A third study, in the fall of 2012, validated the performance of the third-generation system, which modified the second-generation system to accommodate both adults and adolescents. In that study, 12 adults and 12 adolescents followed a protocol very similar to that of the second study.
The two most recent trials, which were done in 2013, were their first outpatient studies to test the bionic pancreas and the first to test the mobile version of the device. In the adult outpatient study, the subjects were monitored by nurses, lived in a hotel for five days, and were free to roam during the daytime. In the adolescent outpatient study, the 12- to 20-year-old subjects attended a summer camp, where, Damiano says, “they were integrated into all of the usual activities of the other campers.”
Damiano, El-Khatib, and Russell are beginning a second summer camp study, this one with preadolescents 6 to 11 years old. Over the course of the next year, they will conduct an even more ambitious study, involving 40 adults at four different sites: MGH, the University of Massachusetts Medical Center, Stanford University, and the University of North Carolina at Chapel Hill.
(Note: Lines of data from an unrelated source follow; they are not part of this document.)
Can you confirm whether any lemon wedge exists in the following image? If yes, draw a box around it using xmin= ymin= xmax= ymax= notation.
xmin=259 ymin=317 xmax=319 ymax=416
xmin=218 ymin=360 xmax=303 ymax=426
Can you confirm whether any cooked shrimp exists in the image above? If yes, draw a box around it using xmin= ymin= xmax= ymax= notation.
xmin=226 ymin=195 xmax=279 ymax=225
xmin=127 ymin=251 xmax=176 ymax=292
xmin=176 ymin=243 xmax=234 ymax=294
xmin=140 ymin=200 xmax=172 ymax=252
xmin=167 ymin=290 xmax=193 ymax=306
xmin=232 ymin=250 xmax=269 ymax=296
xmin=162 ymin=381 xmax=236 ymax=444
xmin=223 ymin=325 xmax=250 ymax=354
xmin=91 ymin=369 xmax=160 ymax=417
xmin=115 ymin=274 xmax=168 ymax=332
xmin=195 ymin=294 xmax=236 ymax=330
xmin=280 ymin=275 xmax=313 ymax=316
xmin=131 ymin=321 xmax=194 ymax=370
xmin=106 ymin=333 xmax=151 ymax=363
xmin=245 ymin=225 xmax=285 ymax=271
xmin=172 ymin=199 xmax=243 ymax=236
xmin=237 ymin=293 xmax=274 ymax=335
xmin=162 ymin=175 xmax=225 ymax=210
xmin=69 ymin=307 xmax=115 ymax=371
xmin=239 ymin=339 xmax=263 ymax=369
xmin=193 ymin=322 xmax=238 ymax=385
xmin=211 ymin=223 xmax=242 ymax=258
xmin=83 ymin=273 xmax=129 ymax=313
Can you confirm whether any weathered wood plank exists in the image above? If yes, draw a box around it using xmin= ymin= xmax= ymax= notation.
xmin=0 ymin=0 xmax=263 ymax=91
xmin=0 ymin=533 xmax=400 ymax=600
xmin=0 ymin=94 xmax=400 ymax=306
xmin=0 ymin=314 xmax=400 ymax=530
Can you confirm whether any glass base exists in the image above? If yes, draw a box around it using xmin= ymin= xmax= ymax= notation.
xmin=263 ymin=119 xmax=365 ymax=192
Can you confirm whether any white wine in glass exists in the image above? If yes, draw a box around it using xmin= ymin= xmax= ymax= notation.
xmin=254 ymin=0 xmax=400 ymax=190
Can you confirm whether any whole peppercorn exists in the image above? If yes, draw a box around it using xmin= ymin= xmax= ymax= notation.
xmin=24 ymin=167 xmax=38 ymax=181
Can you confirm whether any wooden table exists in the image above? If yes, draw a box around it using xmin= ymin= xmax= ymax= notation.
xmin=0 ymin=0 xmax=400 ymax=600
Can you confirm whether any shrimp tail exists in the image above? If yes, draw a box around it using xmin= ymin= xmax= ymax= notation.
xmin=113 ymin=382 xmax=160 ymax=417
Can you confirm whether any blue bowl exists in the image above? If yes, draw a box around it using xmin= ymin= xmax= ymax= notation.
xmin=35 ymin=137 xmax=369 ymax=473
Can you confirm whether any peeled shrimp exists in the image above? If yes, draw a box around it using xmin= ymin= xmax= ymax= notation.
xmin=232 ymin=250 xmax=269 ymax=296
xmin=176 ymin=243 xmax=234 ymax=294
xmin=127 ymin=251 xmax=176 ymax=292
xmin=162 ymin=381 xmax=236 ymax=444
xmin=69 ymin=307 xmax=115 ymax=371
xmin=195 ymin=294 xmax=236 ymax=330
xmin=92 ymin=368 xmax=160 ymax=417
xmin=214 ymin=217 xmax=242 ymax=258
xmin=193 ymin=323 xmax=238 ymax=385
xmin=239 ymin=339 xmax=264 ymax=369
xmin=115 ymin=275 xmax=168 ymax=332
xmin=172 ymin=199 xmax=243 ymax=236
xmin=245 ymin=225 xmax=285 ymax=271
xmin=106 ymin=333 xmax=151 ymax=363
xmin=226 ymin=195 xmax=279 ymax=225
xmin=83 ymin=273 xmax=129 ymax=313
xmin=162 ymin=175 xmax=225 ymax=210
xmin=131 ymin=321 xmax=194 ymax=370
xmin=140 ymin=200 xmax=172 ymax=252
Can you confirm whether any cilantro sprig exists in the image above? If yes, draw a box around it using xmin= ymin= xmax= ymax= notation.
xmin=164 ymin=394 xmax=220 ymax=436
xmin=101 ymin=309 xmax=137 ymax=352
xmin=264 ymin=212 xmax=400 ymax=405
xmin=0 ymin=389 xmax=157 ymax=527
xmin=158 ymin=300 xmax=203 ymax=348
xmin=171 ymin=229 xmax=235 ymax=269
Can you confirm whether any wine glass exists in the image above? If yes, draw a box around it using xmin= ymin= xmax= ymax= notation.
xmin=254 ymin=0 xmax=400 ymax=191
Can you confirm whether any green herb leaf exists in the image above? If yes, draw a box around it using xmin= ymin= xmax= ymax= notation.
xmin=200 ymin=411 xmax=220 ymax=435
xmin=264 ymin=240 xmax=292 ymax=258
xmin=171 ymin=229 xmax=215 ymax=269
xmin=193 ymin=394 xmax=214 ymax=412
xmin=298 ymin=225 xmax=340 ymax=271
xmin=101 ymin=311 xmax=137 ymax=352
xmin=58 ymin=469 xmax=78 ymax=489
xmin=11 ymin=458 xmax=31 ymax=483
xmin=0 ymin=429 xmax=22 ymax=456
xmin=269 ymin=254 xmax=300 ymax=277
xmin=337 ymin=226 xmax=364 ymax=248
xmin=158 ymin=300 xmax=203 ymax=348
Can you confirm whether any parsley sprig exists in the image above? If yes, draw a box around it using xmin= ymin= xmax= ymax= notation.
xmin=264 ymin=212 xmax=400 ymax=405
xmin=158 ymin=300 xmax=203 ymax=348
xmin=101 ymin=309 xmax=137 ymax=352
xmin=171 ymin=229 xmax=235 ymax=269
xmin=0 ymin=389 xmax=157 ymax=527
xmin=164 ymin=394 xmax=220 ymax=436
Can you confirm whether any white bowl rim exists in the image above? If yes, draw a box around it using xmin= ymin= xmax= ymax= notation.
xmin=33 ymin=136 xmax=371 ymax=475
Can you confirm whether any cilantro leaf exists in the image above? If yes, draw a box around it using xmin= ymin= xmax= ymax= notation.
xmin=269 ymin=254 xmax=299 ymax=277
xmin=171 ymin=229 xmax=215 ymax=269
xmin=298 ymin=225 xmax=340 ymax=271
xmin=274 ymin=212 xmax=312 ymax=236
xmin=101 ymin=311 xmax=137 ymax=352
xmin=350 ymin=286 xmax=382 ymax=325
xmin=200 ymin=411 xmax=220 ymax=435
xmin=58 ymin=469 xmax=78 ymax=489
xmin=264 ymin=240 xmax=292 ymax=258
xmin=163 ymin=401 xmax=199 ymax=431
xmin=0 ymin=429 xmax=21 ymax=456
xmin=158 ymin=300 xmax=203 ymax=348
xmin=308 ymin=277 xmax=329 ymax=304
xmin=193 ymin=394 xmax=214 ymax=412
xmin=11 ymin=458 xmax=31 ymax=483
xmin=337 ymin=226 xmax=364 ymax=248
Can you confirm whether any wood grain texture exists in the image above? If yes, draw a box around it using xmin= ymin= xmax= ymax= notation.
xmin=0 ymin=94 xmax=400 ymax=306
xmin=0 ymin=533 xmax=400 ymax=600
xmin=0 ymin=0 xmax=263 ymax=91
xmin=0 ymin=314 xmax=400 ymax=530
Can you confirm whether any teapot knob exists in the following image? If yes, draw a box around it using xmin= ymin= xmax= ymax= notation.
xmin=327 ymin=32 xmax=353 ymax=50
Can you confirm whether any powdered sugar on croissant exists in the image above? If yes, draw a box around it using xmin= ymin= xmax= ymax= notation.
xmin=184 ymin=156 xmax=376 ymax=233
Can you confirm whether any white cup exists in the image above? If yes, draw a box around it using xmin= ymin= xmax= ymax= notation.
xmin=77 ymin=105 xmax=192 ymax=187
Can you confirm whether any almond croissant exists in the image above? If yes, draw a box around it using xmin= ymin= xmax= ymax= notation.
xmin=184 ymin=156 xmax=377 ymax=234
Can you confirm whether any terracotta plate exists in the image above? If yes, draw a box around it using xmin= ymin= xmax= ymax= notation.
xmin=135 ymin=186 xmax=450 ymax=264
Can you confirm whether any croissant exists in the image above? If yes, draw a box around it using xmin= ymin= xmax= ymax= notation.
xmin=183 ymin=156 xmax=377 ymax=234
That study, a series of eight-week trials at each site, will allow participants to live at home, go to work, and travel up to one hour from the testing sites.
Damiano says this ambitious living at home study will mark the end of the useful life of the current iteration of their mobile device. The research team is planning a final, pivotal, study, which will involve several hundred subjects, who will use a new version of the bionic pancreas for several months. The new version of the device will integrate the three components of the current system into a single apparatus.
And no, he says, he is not backing off the deadline he set for himself several years ago.
“We hope to complete the study of the integrated device in 2016, and apply to the FDA for premarket approval early in 2017,” he says. “We are still hoping for FDA clearance by the second half of 2017.”